Class name: SAIWhisperTranscribe
Category: SALT/Whisper
Output node: False

This node is designed to transcribe audio and video files using the Whisper model. It processes media files to extract audio, then transcribes the audio into text, providing detailed transcription data including timestamps and potentially images, depending on the media type and transcription settings.

Input types¶

Required¶

whisper_model
- The Whisper model, processor, and device configuration used for transcription. This affects the accuracy and quality of the transcription.
- Comfy dtype: WHISPER_MODEL
- Python dtype: Tuple[torch.nn.Module, Any, torch.device]
file_path
- The path to the media file to be transcribed.
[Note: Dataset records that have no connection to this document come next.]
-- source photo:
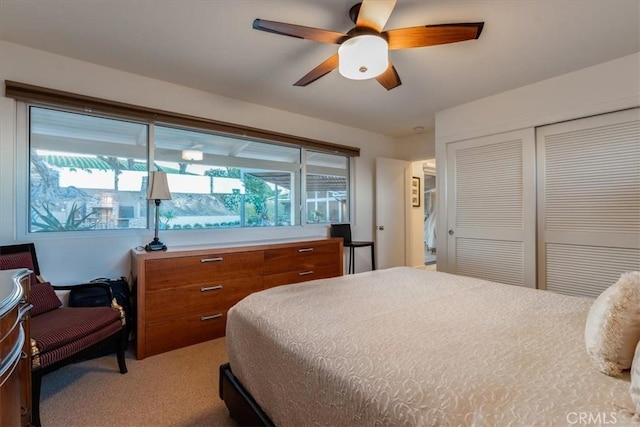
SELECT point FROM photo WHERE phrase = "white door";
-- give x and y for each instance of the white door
(391, 185)
(491, 208)
(588, 202)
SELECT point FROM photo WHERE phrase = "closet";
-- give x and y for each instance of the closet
(556, 207)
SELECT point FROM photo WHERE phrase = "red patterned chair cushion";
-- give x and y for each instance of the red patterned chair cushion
(69, 326)
(19, 260)
(43, 298)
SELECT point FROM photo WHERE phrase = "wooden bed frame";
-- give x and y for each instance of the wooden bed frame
(242, 407)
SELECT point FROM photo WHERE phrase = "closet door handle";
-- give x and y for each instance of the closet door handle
(210, 288)
(218, 259)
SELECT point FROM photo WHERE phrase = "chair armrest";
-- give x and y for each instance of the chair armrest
(101, 285)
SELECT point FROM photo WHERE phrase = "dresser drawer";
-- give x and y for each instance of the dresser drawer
(185, 301)
(184, 331)
(300, 258)
(176, 272)
(321, 271)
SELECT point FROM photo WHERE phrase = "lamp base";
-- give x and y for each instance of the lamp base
(156, 245)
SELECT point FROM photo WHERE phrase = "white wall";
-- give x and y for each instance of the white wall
(80, 256)
(603, 88)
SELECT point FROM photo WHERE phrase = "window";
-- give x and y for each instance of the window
(326, 188)
(89, 172)
(237, 183)
(86, 172)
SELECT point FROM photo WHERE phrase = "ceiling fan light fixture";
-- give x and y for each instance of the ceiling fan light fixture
(363, 57)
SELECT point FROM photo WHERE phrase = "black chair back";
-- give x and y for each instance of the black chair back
(342, 230)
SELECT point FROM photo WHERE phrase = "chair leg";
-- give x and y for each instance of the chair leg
(36, 385)
(352, 261)
(122, 347)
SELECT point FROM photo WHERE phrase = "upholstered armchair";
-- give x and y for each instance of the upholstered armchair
(62, 335)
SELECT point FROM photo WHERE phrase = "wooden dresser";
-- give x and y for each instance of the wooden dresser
(183, 294)
(15, 365)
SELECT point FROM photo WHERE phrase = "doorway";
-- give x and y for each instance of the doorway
(430, 208)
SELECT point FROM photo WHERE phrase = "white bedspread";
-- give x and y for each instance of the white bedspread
(412, 347)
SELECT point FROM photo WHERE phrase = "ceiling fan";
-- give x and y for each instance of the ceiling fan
(363, 51)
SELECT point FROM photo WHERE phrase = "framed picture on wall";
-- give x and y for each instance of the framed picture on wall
(415, 191)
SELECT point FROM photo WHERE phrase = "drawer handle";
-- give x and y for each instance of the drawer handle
(210, 288)
(211, 259)
(213, 316)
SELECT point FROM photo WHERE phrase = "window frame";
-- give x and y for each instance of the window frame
(22, 209)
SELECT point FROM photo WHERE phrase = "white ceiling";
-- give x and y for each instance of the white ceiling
(210, 45)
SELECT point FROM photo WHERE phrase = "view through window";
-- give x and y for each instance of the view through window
(90, 172)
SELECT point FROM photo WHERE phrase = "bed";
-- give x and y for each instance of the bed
(406, 346)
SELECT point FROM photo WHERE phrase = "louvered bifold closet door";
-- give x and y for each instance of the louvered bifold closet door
(491, 208)
(588, 202)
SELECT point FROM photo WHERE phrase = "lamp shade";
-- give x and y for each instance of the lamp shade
(363, 57)
(191, 155)
(158, 186)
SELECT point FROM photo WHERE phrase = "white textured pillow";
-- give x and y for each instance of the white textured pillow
(635, 380)
(613, 325)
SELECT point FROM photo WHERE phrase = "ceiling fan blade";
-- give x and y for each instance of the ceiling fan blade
(374, 14)
(430, 35)
(326, 67)
(299, 31)
(390, 78)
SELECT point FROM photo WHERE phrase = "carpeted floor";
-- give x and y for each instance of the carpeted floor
(178, 388)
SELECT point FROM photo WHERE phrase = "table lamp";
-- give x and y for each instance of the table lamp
(158, 190)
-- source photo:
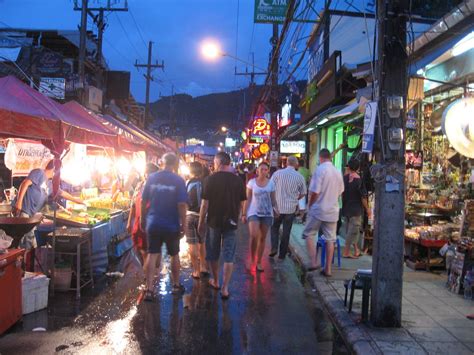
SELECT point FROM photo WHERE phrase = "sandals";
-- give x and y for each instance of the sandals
(212, 285)
(148, 296)
(178, 289)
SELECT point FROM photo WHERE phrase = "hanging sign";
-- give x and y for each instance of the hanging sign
(270, 11)
(53, 87)
(22, 156)
(369, 127)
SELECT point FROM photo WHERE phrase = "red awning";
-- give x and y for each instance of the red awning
(26, 113)
(83, 128)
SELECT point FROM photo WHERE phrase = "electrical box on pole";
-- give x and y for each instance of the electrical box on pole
(391, 83)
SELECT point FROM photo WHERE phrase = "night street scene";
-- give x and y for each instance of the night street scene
(236, 177)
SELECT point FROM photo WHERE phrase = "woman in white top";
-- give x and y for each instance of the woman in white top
(259, 210)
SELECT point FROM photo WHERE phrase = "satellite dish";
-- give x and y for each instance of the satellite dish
(458, 125)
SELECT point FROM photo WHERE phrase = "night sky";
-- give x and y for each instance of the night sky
(177, 27)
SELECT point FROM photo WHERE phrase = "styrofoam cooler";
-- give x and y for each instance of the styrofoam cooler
(35, 292)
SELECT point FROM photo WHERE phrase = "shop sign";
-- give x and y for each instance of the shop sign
(270, 11)
(369, 127)
(53, 87)
(264, 148)
(22, 156)
(260, 128)
(230, 142)
(292, 147)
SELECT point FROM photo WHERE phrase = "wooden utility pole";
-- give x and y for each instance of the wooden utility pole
(149, 67)
(391, 84)
(275, 64)
(82, 43)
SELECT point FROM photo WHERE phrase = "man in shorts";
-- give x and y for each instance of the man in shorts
(164, 202)
(325, 189)
(222, 201)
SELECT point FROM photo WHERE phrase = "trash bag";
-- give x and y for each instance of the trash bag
(130, 264)
(5, 240)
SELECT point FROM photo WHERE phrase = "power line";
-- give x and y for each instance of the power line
(128, 38)
(138, 27)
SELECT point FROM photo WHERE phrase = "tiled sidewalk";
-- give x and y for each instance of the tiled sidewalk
(433, 319)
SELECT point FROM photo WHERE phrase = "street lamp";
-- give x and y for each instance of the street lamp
(211, 50)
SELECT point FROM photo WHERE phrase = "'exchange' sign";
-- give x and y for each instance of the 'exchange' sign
(270, 11)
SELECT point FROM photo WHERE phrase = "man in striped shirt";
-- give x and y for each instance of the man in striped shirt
(290, 187)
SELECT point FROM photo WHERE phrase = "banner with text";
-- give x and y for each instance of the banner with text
(22, 156)
(270, 11)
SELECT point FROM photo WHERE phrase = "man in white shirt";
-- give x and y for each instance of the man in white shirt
(325, 189)
(290, 186)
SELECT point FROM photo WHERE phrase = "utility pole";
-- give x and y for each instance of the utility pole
(82, 44)
(391, 84)
(149, 67)
(274, 63)
(99, 21)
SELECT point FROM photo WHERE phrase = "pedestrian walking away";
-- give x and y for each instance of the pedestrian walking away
(222, 200)
(324, 191)
(258, 211)
(197, 248)
(164, 202)
(354, 202)
(133, 224)
(290, 187)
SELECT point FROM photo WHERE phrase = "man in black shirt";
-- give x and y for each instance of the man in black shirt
(222, 201)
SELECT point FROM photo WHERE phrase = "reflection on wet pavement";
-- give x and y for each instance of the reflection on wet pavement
(267, 313)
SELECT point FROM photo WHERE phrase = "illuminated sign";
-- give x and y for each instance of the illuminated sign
(264, 148)
(292, 147)
(260, 128)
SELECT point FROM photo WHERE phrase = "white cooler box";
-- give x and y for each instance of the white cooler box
(35, 292)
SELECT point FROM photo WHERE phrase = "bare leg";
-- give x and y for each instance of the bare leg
(261, 244)
(214, 272)
(329, 255)
(202, 257)
(228, 268)
(150, 264)
(193, 253)
(312, 251)
(175, 268)
(254, 236)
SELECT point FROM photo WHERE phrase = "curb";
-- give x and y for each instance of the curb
(356, 338)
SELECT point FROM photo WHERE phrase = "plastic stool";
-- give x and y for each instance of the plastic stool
(322, 244)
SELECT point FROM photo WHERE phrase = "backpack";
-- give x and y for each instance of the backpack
(194, 189)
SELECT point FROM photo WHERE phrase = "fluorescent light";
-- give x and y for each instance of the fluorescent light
(323, 121)
(463, 45)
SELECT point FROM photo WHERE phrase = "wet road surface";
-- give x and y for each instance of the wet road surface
(268, 312)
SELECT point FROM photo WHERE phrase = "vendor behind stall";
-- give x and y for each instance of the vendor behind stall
(33, 196)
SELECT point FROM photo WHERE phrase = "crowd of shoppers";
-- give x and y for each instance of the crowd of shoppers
(207, 209)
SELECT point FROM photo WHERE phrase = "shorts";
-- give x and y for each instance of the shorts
(353, 227)
(155, 241)
(217, 240)
(328, 229)
(268, 221)
(192, 234)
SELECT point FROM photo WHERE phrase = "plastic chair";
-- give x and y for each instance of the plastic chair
(322, 244)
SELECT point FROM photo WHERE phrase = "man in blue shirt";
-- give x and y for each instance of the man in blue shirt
(33, 195)
(164, 202)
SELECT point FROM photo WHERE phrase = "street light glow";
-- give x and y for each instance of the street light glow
(210, 50)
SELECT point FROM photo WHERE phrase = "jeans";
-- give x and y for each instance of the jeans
(287, 220)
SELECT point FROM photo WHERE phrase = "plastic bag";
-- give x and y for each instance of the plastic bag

Supports both audio and video files, validating against supported formats.
- Comfy dtype: STRING
- Python dtype: str

Optional¶

frame_rate
- Optional. Specifies the frame rate for audio extraction from video files, affecting the temporal resolution of the transcription.
- Comfy dtype: FLOAT
- Python dtype: float
chunk_type
- Specifies whether the transcription should be segmented by sentences or words, affecting the granularity of the output timestamps.
- Comfy dtype: COMBO[STRING]
- Python dtype: str
max_new_tokens
- Optional. Limits the number of new tokens generated during transcription, impacting the length and detail of the output.
- Comfy dtype: INT
- Python dtype: int

Output types¶

transcription_text
- Comfy dtype: STRING
- The complete transcription text without timestamps or segmentation.
- Python dtype: str
transcription_timestamp_dict
- Comfy dtype: DICT
- A structured representation of the transcription with detailed information, including timestamps.
- Python dtype: Dict[str, Any]
transcription_frame_dict
- Comfy dtype: DICT
- Timestamped frames of the transcription, providing temporal context to the text.
- Python dtype: Dict[int, str]
prompt_schedule
- Comfy dtype: STRING
- A schedule of prompts used during transcription, if applicable.
- Python dtype: str
images
- Comfy dtype: IMAGE
- A collection of images extracted from the video, if the media type is video.
- Python dtype: List[torch.Tensor]
transcription_count
- Comfy dtype: INT
- The total number of transcription segments produced.
- Python dtype: int
frame_rate
- Comfy dtype: INT
- The frame rate derived from the audio extraction process.
- Python dtype: float
frame_count
- Comfy dtype: INT
- The total number of frames in the video, if the media type is video.
- Python dtype: int

Usage tips¶

Infra type: GPU
Common nodes: unknown

Source code¶

class SAIWhisperTranscribe:
    def __init__(self):
        self.video_extensions = [
            ".3g2", ".3gp", ".3gp2", ".3gpp", ".amv", ".asf", ".avi", ".divx",
            ".drc", ".dv", ".f4v", ".flv", ".m2v", ".m4p", ".m4v", ".mkv",
            ".mov", ".mp4", ".mpe", ".mpeg", ".mpeg2", ".mpeg4", ".mpg",
            ".mpv", ".mxf", ".nsv", ".ogg", ".ogv", ".qt", ".rm", ".rmvb",
            ".roq", ".svi", ".vob", ".webm", ".wmv", ".yuv"
        ]
        self.audio_extensions = [
            ".mp3", ".wav", ".aac", ".flac", ".ogg", ".m4a", ".wma"
        ]

    @classmethod
    def INPUT_TYPES(cls):
        return {
            "required": {
                "whisper_model": ("WHISPER_MODEL",),
                "file_path": ("STRING", {})
            },
            "optional": {
                "frame_rate": ("FLOAT", {"default": 8, "min": 1, "max": 244}),
                "chunk_type": (["sentence", "word"],),
                "max_new_tokens": ("INT", {"min": 1, "max": 4096, "default": 128}),
            },
        }

    RETURN_TYPES = ("STRING", "DICT", "DICT", "STRING", "IMAGE", "INT", "INT", "INT")
    RETURN_NAMES = ("transcription_text", "transcription_timestamp_dict", "transcription_frame_dict", "prompt_schedule", "images", "transcription_count", "frame_rate", "frame_count")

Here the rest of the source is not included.